Related Story: 2019 Jaguar I-Pace - What It Offers That Tesla Models Do Not

Tesla Model 3 Standard Range Plus vs. Kia Niro EV – Similarities
The first similarity between these two electric vehicles is space. They have nearly identical interior passenger volume. 96.6 cu ft for the Niro and 97 cu ft for the Model 3. The second area of similarity is range. The Tesla Model 3 SR has an estimated range of 220 miles. The Standard Range Plus has a range of 240 miles. The Kia Niro EV’s range is 239 miles. Next up in the similarities is price. The Model 3 Standard Range Plus (black paint) is priced at about $38,700 without Autopilot. Add in Autopilot and gray paint and white interior and the price is $44,200. The Kia Niro EV will have two trims. The top trim will be priced at about $42,000 before incentives. After incentives, the Niro will have a meaningful price advantage. We expect the Niro to sell in EV-target states like Massachusetts for about $29K-$31K and the closest Model 3 will sell for between $32K and $38K until July 1st. After that, expect the Niro’s price advantage to grow as Tesla’s federal tax credit shrinks again.

niro interior

Interior: Tesla Model 3 Standard Range Partial Premium vs. Kia Niro EV
We’ve opted to compare the Tesla Model 3 Standard Range with the Partial Premium Interior to make this match-up meaningful. The Standard Range standard interior Tesla Model 3 has never been seen at a Tesla delivery point as of this story’s publication. Also, with manual cloth seats and zero amenities, the Model 3 SR seems like a rental car trim until you hit Partial Premium.

model 3 interior

Even with the upgrade, the Niro has a long list of features that the Model 3 does not have. Here is a quick list: Heated steering wheel, ventilated seats, wireless phone charging, auto-dimming mirror, Homelink, Android Auto / Apple Carplay, full in-vehicle navigation, and perforated leather seating material.
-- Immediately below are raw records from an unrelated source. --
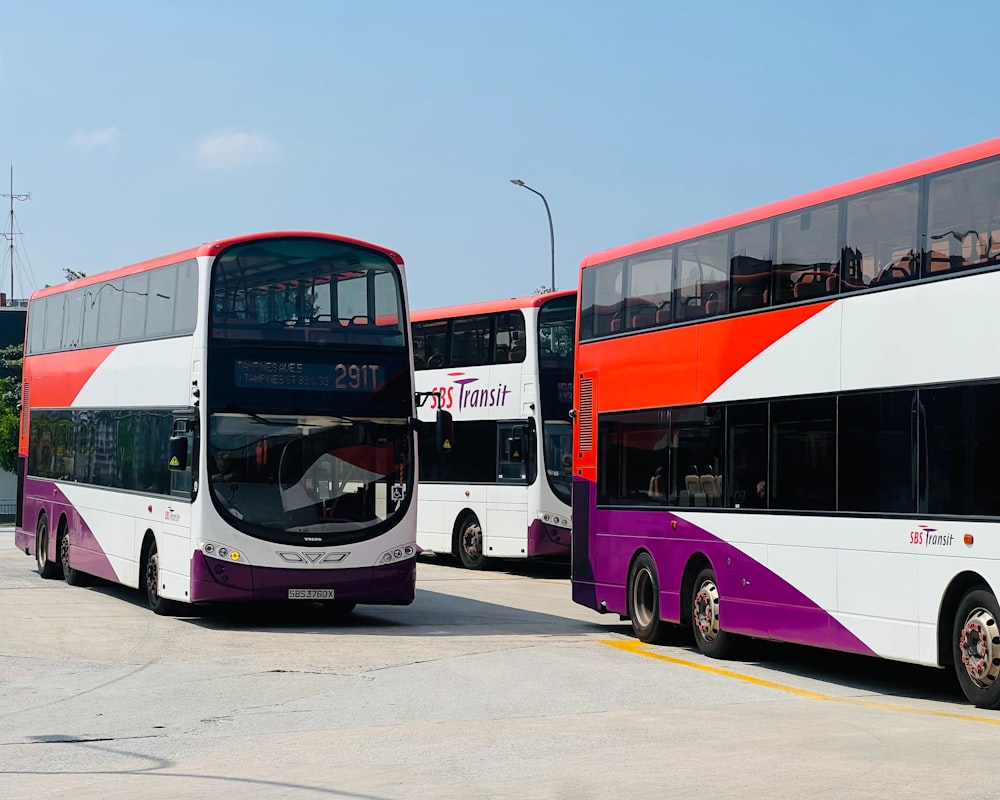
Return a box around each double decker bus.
[572,139,1000,708]
[412,292,576,569]
[15,232,416,614]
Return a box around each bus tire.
[35,513,62,580]
[142,539,180,617]
[455,511,489,569]
[626,553,673,644]
[56,525,87,586]
[690,567,737,658]
[951,586,1000,709]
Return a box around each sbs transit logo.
[430,372,510,411]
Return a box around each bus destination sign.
[234,360,386,392]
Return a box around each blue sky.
[0,0,1000,308]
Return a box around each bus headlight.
[201,542,249,564]
[538,511,573,530]
[375,544,417,565]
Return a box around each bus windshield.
[538,296,576,503]
[206,412,410,544]
[210,237,405,347]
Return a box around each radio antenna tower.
[0,164,31,302]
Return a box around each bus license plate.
[288,589,333,600]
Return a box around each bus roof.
[580,138,1000,270]
[28,231,403,302]
[410,289,576,322]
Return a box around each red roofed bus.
[412,292,576,569]
[572,139,1000,708]
[15,232,416,613]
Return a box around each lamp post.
[510,178,556,292]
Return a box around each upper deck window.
[580,261,624,339]
[625,247,674,330]
[841,181,920,292]
[675,233,729,320]
[211,237,405,347]
[771,203,840,305]
[927,160,1000,275]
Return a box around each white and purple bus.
[572,139,1000,708]
[412,292,576,569]
[15,232,416,613]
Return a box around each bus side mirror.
[434,408,455,453]
[167,433,188,472]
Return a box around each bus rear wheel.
[691,567,737,658]
[951,586,1000,709]
[35,514,62,580]
[626,553,673,644]
[143,539,180,617]
[457,512,487,569]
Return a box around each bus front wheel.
[35,514,62,580]
[457,512,487,569]
[691,567,736,658]
[143,539,180,616]
[626,553,674,644]
[951,586,1000,709]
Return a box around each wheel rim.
[958,608,1000,689]
[35,518,49,569]
[694,580,719,642]
[632,567,656,628]
[59,533,70,572]
[462,522,483,561]
[146,553,160,605]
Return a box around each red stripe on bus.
[576,301,833,412]
[24,347,115,408]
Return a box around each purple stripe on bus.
[14,478,119,582]
[528,519,570,556]
[191,552,417,605]
[573,481,875,655]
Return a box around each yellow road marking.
[601,639,1000,725]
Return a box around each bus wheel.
[626,553,673,644]
[35,514,62,579]
[951,587,1000,708]
[58,527,87,586]
[144,539,180,616]
[458,513,487,569]
[691,567,736,658]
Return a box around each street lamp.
[510,178,556,292]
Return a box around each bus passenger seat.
[792,272,827,300]
[699,475,719,506]
[684,474,705,506]
[631,306,656,330]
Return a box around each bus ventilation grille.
[580,378,594,452]
[21,382,28,436]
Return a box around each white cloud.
[195,131,278,169]
[69,126,122,153]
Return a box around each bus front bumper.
[191,550,417,605]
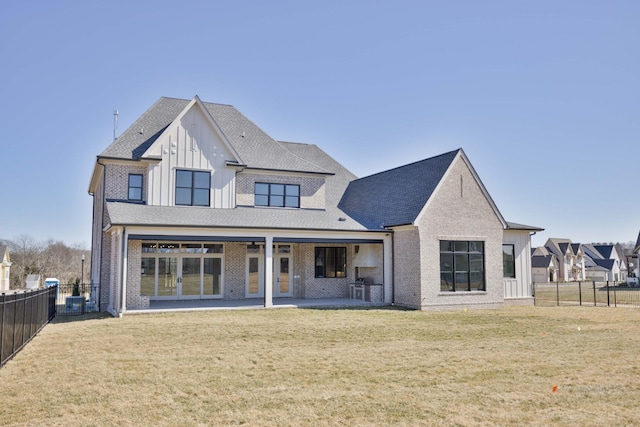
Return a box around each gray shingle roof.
[338,149,461,229]
[99,97,330,174]
[531,255,555,268]
[507,221,544,231]
[280,142,357,206]
[593,245,613,258]
[106,202,366,231]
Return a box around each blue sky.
[0,0,640,248]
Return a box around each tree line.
[0,234,91,289]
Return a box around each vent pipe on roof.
[353,244,378,267]
[113,110,118,141]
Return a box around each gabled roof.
[338,149,507,229]
[507,221,544,231]
[582,243,604,259]
[338,149,461,229]
[593,245,613,258]
[545,237,575,257]
[593,259,616,270]
[98,97,331,175]
[531,255,557,268]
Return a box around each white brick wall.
[419,158,504,308]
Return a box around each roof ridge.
[354,148,462,181]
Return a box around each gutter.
[119,225,128,317]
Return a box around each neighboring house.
[531,246,560,283]
[89,97,542,314]
[582,243,627,282]
[0,245,11,292]
[544,238,585,282]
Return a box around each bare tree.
[0,234,91,289]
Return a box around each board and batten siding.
[502,230,533,303]
[148,107,235,208]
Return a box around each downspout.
[119,225,127,317]
[391,232,396,305]
[91,157,107,311]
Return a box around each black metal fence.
[0,286,57,366]
[56,284,99,316]
[533,281,640,307]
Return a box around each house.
[0,245,11,292]
[89,96,541,315]
[582,243,627,282]
[531,246,560,283]
[544,238,585,282]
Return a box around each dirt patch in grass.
[0,307,640,426]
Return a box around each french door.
[148,256,222,299]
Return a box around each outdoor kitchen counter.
[349,282,383,302]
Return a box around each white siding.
[147,105,235,208]
[503,230,531,299]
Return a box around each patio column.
[264,236,273,307]
[382,234,394,304]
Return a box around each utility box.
[44,277,60,288]
[27,274,40,289]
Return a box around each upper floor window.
[502,245,516,278]
[127,173,142,201]
[176,169,211,206]
[440,240,485,292]
[254,182,300,208]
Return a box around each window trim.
[174,169,211,207]
[313,246,348,279]
[439,240,487,292]
[253,181,300,209]
[502,243,516,279]
[127,173,144,202]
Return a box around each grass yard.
[0,307,640,426]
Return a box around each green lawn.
[0,307,640,426]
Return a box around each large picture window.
[176,169,211,206]
[502,245,516,278]
[315,248,347,278]
[440,240,486,292]
[254,182,300,208]
[127,173,142,201]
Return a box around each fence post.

For its part, the Tesla Model 3 has a few features the Niro EV does not. These include power folding side mirrors, walk-away locking, novelty credit card key, a frunk, and adaptive headlights. Tesla offers vegan leather (synthetic plastic) seating, which may appeal to many green shoppers.

Performance: Tesla Model 3 Standard Range Partial Premium vs. Kia Niro EV
We drove the Niro BEV and the Tesla Model 3 Standard Range Plus back to back. We covered city situations, winding back country roads, and open highway stretches. The Tesla fans are not going to believe this, but we preferred the Niro’s drive and found it to be real-world capable in the same way the Model 3 is. Does the Model 3 have a quicker 0-60 MPH time on a spec sheet? Yes. Is it more fun and pleasurable to drive in the real world? No it is not. The Niro is quick, nimble, and sucks up bumpy roads. With 291 ft-lb of torque the Niro is no slouch. The Model 3 is equally adept, but we didn’t feel any advantage in the Model 3’s ride or performance in the real world. Particularly when we used the Niro EV’s Sport mode. The Niro is front drive and the Model 3 SR+ is real-wheel drive. In New England, front wheel drive trumps rear wheel in normal driving. Rear wheel is better for aggressive driving.

niro cargo

Family Car Convenience - Tesla Model 3 Standard Range Partial Premium vs. Kia Niro EV
The Niro EV has a similar layout to crossovers. It has a higher ride height than a sedan, is more “boxy,” and its driver’s position has a great open and airy feeling. Getting in and out is a bit easier in the Niro. We didn’t take a rug rat on our tests, but the Niro’s higher ride height will enable easier bucking in of a child into a car seat. We also liked the larger 18.5 cubic foot trunk in the Niro which is about three more cu ft than the Model 3 has. It has a better load height and a flat floor. Its rear seats fold flat for adventures and cargo hauling. The Model 3 has a conventional sedan trunk (plus a nifty frunk).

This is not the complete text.